Num outro dia, também destratou o rato, por este estar trocando a porta de sua toca por uma outra mais resistente. “Afinal, ô animal bastardo!... Para que se preocupar com portas, se não haveria gato para alcançá-lo nas profundezas de seu buraco?”
E era assim, o coelho se considerava o tal! Criticava muitas atitudes dos outros animais, subestimava-os. Todos ali o respeitavam. Os mais ferozes felinos, os gigantescos elefantes, crocodilos e rinocerontes, todos só viviam a dizer que aquele coelho venceria todos os concursos da floresta, se deles participasse. Mas o danado não arriscava: vivia a comentar que naquilo tudo tinha falcatruas e marmeladas.
Entretanto, não obstante a sua grande inteligência, o todo-poderoso coelho não possuía nenhum título. Vivia de suas antigas glórias. Os outros animais estavam sempre se revezando no poder. Quem diria! O gambá se promovera a Conselheiro da República da Selva. O rato, em seu recém construído palacete, chefiava o Departamento da Defesa. A cobra era uma grande autoridade no Ministério da Saúde. Até a avestruz se tornara docente na arte de botar ovos grandes. Só o coelho continuava o mesmo. Inteligente e sagaz, mas sem nenhum posto no governo.
De vez em quando, tentava mudar. Inscrevia-se para uma batalha, um jogo, um concurso. Mas quando outra vez não era bem classificado, saía comentando que a floresta estava cheia de maracutaias e apadrinhamentos. Julgava que todas as conquistas de seus conterrâneos tinham sido “um jogo de cartas marcadas”, arranjos do nepotismo que grassava a floresta. Logo ele, o mais inteligente dali, era preterido; enquanto os molengas dos outros bichos iam ocupar os mais altos postos do governo!

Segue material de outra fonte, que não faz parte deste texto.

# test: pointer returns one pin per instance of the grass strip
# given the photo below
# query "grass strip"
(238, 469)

Um dia, o coelho descia altaneiro o caminho que ia dar no pântano, quando viu um imenso e feio sapo pulando de um lado para o outro. Então o interpelou, indagando-lhe zombeteiro:
— Ô compadre, por que ficar desperdiçando energia?
— Estou praticando, compadre mestre! Vai acontecer um grande concurso por aqui e ganhará aquele que vencer os dez mais ferozes animais do pântano.

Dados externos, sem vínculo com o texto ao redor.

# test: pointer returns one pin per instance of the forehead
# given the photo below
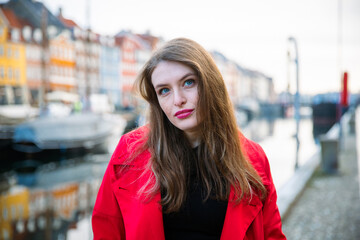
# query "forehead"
(168, 71)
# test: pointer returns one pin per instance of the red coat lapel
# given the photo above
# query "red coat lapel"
(239, 217)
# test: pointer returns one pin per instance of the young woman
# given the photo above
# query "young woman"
(189, 173)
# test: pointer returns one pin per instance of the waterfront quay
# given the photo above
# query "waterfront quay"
(329, 205)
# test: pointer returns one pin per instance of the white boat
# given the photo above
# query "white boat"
(14, 114)
(65, 133)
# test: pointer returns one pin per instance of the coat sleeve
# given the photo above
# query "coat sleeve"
(107, 221)
(271, 214)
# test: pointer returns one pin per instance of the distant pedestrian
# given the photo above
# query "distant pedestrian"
(189, 173)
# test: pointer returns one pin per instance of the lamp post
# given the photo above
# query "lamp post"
(296, 100)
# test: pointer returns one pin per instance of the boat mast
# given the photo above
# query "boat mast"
(44, 59)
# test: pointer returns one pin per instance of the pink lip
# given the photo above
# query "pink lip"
(184, 113)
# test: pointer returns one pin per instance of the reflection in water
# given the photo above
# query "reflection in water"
(59, 203)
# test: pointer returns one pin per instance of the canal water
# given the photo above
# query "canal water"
(277, 138)
(67, 191)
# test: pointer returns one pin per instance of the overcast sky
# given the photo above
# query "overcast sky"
(253, 33)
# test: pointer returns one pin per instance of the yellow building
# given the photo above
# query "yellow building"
(14, 208)
(62, 63)
(12, 60)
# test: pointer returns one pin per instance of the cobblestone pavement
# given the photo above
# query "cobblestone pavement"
(329, 207)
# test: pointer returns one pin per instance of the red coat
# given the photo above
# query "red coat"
(120, 214)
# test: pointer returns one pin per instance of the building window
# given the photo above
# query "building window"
(16, 53)
(2, 72)
(17, 75)
(9, 52)
(9, 73)
(5, 214)
(13, 212)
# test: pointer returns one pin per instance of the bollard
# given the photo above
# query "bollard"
(352, 124)
(329, 154)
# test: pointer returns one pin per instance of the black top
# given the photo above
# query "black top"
(196, 219)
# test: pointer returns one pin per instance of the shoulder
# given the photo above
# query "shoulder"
(129, 144)
(257, 157)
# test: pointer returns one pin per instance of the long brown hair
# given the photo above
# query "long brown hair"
(220, 161)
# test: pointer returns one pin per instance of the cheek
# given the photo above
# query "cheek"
(165, 107)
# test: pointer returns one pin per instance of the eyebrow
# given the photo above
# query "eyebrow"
(181, 79)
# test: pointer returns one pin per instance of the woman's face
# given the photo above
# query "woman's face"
(176, 87)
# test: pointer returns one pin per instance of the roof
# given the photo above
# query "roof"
(32, 12)
(67, 22)
(13, 20)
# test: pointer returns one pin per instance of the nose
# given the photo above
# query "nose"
(179, 98)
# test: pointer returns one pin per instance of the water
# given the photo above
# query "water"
(70, 187)
(277, 138)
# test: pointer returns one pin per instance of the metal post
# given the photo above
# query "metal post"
(296, 101)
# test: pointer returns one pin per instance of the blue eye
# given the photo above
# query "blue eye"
(189, 82)
(163, 91)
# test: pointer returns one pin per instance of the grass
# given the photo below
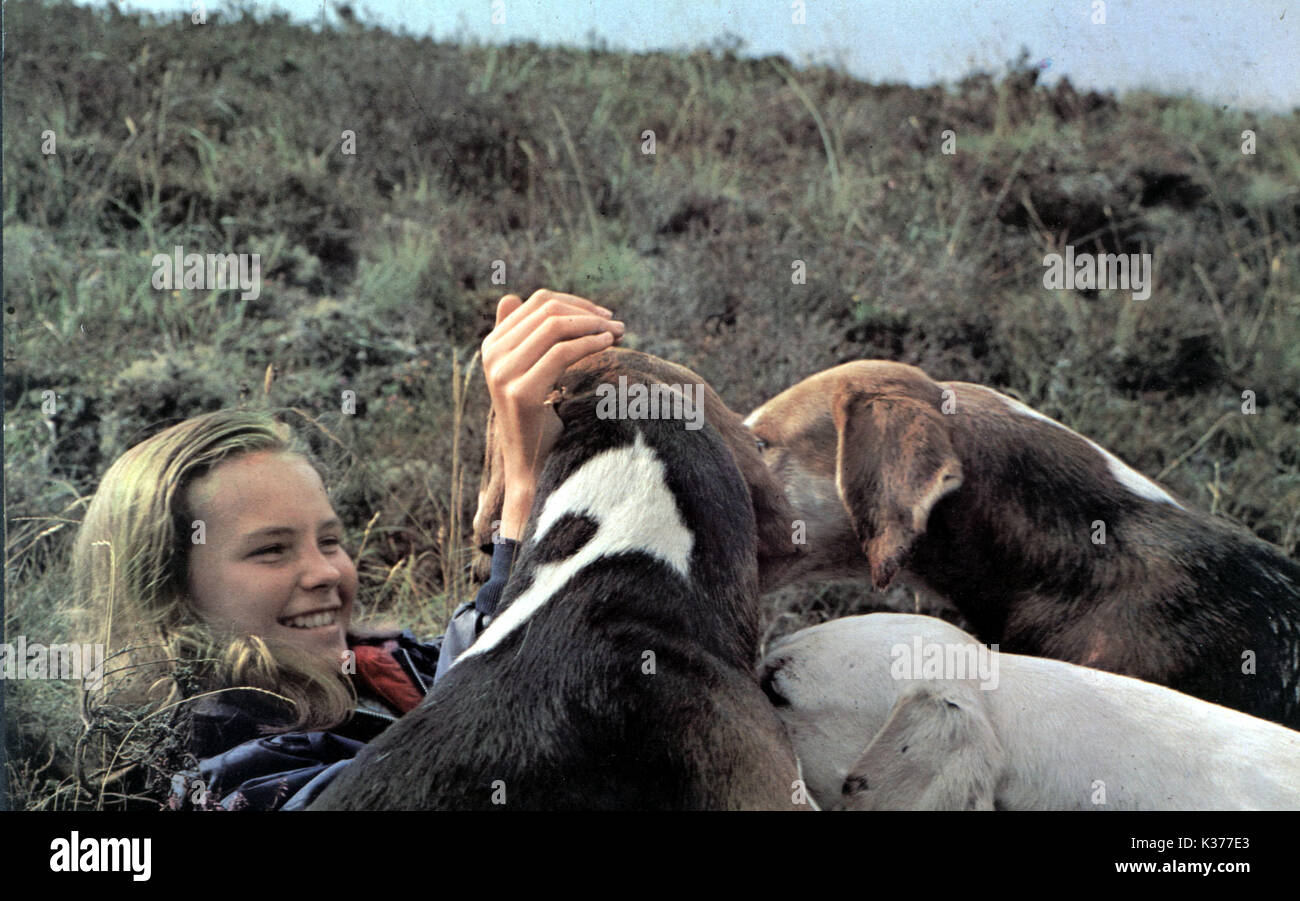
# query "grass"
(377, 268)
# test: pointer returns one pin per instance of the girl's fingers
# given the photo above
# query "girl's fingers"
(550, 333)
(559, 303)
(567, 352)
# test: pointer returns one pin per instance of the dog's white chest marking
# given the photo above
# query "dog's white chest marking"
(1123, 473)
(625, 492)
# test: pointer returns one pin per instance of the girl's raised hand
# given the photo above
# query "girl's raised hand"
(533, 342)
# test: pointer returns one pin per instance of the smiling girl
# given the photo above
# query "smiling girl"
(212, 550)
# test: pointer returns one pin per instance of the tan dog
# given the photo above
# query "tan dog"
(772, 514)
(1044, 541)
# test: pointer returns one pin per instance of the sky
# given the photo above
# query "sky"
(1242, 53)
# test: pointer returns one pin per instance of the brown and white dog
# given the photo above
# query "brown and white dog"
(1045, 542)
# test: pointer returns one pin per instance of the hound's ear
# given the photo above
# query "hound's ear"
(893, 463)
(936, 752)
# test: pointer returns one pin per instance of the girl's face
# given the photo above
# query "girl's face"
(273, 562)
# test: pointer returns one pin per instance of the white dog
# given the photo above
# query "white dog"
(902, 711)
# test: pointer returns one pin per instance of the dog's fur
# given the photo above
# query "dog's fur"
(619, 672)
(1049, 736)
(993, 507)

— Então perder significa ser devorado por um deles?
— Mas ganhar representa conquistar o direito de viver o resto da vida, comendo do bom e do melhor sem precisar trabalhar!

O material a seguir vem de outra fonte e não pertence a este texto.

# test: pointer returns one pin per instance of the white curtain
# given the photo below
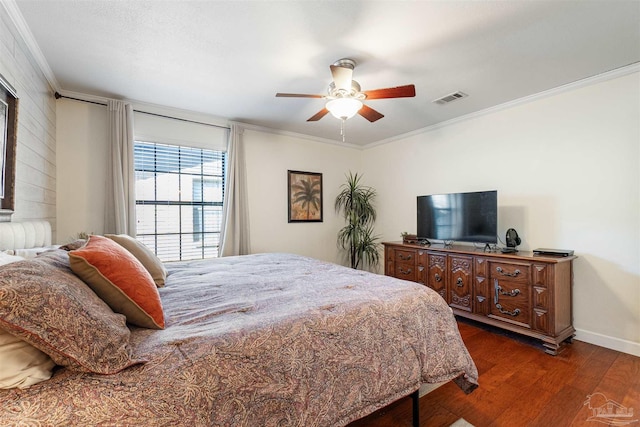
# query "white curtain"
(120, 204)
(234, 235)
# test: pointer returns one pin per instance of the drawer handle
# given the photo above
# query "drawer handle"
(505, 273)
(512, 293)
(496, 299)
(513, 313)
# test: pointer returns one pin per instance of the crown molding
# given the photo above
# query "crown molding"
(588, 81)
(273, 131)
(27, 36)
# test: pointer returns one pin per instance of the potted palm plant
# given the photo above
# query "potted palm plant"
(355, 202)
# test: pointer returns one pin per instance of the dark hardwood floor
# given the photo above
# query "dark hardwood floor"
(520, 385)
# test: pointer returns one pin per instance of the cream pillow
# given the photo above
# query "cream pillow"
(21, 364)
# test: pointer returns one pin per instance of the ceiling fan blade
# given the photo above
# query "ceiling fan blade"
(342, 77)
(320, 114)
(370, 114)
(406, 91)
(298, 95)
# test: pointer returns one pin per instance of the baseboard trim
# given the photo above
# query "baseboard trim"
(612, 343)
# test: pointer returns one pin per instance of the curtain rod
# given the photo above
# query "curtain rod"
(57, 95)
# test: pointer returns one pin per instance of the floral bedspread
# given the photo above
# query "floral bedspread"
(263, 340)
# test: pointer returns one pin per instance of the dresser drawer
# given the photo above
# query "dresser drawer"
(406, 271)
(405, 256)
(519, 273)
(511, 301)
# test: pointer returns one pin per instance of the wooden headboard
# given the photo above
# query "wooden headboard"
(25, 235)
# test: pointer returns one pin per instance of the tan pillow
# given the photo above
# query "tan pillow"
(21, 364)
(45, 304)
(146, 257)
(120, 280)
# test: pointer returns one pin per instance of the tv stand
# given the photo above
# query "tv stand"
(520, 292)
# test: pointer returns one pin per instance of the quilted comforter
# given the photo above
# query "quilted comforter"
(263, 340)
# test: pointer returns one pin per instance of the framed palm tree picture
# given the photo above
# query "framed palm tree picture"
(304, 191)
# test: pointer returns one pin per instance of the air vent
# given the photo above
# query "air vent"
(451, 97)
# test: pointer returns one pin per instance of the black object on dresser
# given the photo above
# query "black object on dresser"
(522, 292)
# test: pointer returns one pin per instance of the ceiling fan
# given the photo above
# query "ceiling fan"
(345, 96)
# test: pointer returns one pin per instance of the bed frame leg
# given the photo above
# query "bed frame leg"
(415, 398)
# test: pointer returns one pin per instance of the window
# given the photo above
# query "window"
(179, 193)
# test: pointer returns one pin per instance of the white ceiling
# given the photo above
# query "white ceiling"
(228, 58)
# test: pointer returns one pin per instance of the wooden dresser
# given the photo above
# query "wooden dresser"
(520, 292)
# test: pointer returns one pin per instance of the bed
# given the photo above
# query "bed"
(264, 339)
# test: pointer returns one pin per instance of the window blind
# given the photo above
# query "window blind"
(179, 194)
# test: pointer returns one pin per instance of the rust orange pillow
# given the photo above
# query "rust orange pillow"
(120, 280)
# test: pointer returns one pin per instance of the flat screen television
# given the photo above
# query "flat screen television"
(462, 217)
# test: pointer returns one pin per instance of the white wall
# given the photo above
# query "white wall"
(566, 168)
(35, 184)
(268, 157)
(82, 168)
(82, 153)
(567, 171)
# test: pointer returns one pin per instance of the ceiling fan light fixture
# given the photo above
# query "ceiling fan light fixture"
(344, 108)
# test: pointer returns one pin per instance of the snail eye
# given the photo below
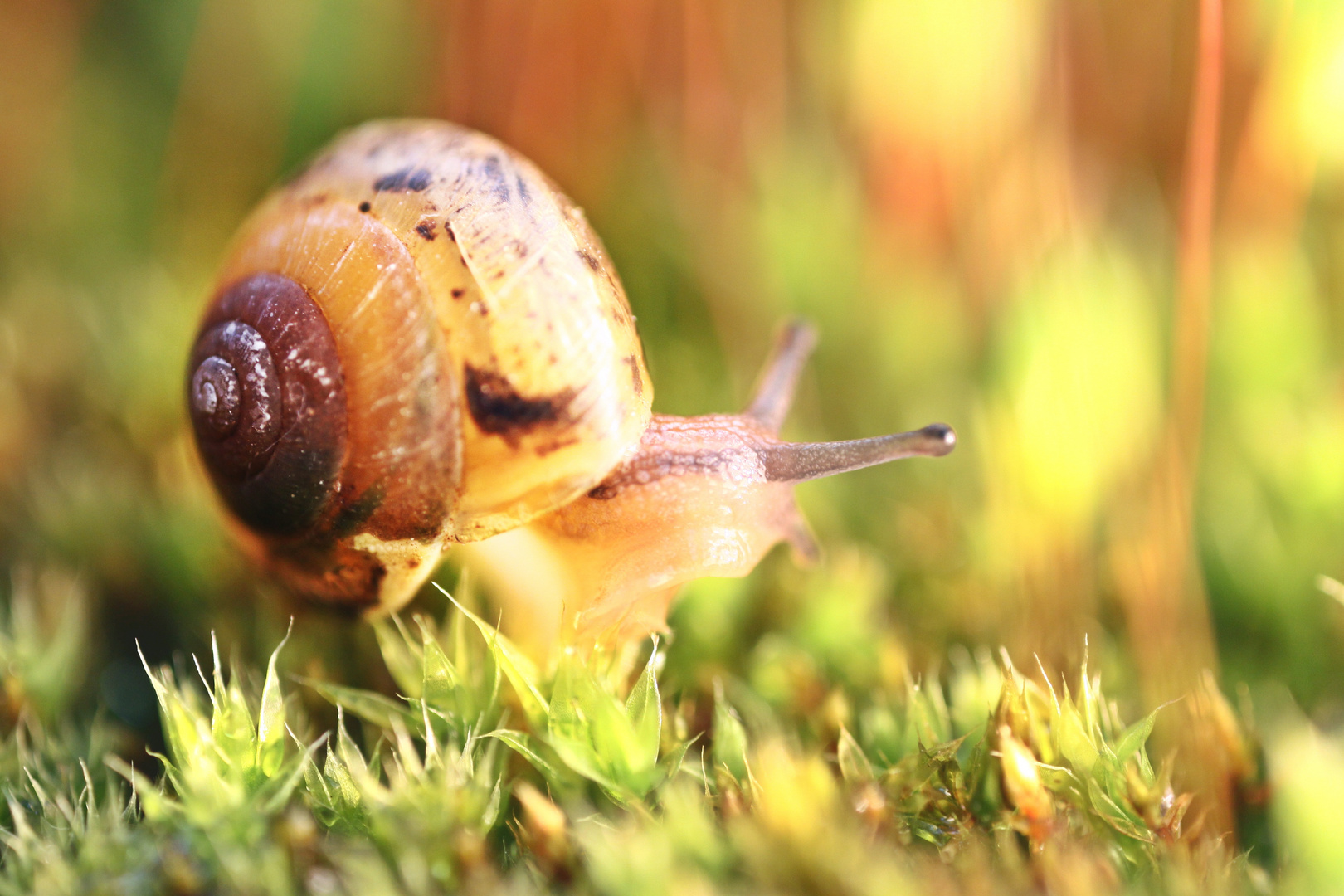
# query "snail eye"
(268, 405)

— Isto é que é um prêmio!... Coelhos podem participar?
— Sim. O concurso é aberto a todo o público. Mas, cuidado, meu compadre, não convém inscrever-se e não estudar. O primeiro componente da banca julgadora é uma tigresa que ficará uma semana enjaulada, sem comer nem beber. Chama-se “Doutora Acomodação”.
— E isso lá é nome que me meta medo, compadre! Quem mais julgará?
— O edital terá a informação completa, não me lembro de cor. Mas há um urso chamado “Senhor Desânimo”, um crocodilo de nome “Exmo. Sr. Convencido” e um rinoceronte que carrega um dístico no uniforme: “Autoconfiança Excessiva”, parece ser o chefe da equipe. Há outros; mas posso garantir-lhe que todos farão de tudo para que nenhum candidato saia vitorioso, meu bom compadre!
— Qual nada, isso é para os bobos! Não há nada que a inteligência não derrote. Vou-me inscrever nessa brincadeira.
Que pena é ter de informar que o coelho não passou da primeira rodada. Conta a história que o nosso bravo candidato, logo de início, recebeu um golpe certeiro. Tentara fazer frente ao inimigo, mas seus truques já haviam se tornado obsoletos, conhecidos de todos. O sapo, por praticar todos os dias, tinha-se inovado. Descobrira seus pontos fracos e, com muito esforço, criou metodologia nova para os invalidar. Recapitulou a jurisprudência do pântano, aperfeiçoou-se com modernas lições. Foi o vencedor do concurso.
MORAL: a inteligência é uma pedra preciosa, mas inócua se em estado bruto. Somente o esforço, a dedicação e o aperfeiçoamento a deixam no ponto de produzir efeitos satisfatórios.